Zirui opened his eyes. The surname flashed on the screen. He began to laugh.
“You alright, brother?”
“Yes, yes, yes, brother,” Zirui said through his tears. “Everything is alright.”
Dinner was jolly, especially after Zirui insisted they uncork a second bottle of wine and bring out the good baijiu to celebrate the small family reunion. His wife and her brother had always been close; Zirui, for his part, had forgotten how much he enjoyed Liming’s relaxed manner and easy humour. The duck was very good, and the wine went well with it, and Liming entertained them with tales of his most fastidious clients, dropping enough hints that they could sometimes guess the celebrity involved in the story.
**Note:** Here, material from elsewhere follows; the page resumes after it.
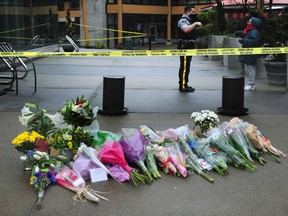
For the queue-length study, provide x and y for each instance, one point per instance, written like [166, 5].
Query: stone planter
[276, 73]
[215, 41]
[231, 61]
Zirui and Liming downed baijiu in tiny glasses, and even Lijia had a sip. Underneath Zirui’s enjoyment of the evening pulsed his own story of the sweet potato seller, and the episode of what he was already thinking of as a brief attack of illness when he got off the bus, and his earlier, now diminishing conviction to raise the incident with Liming. After the news report about the death of the woman named Wang, everything else seemed trivial. Inwardly, he chided himself for having gotten so worked up about something so irrelevant to his own life, for making himself sick imagining all the horrible things that might have befallen the sweet potato seller, in the van or in detention, in a court or in a prison cell. Probably the man was fine. If he had done nothing wrong, the misunderstanding would be worked out by now. If he had done something wrong, then in all likelihood that meant he was a criminal. And why waste one’s thoughts on a criminal? Zirui drained his glass and set it down. He watched the brother and sister laugh together at a joke he’d missed, their noses in profile a mirrored image. With his chopsticks he reached for another piece of duck.
This is a short story I wrote. I hope you enjoyed reading it!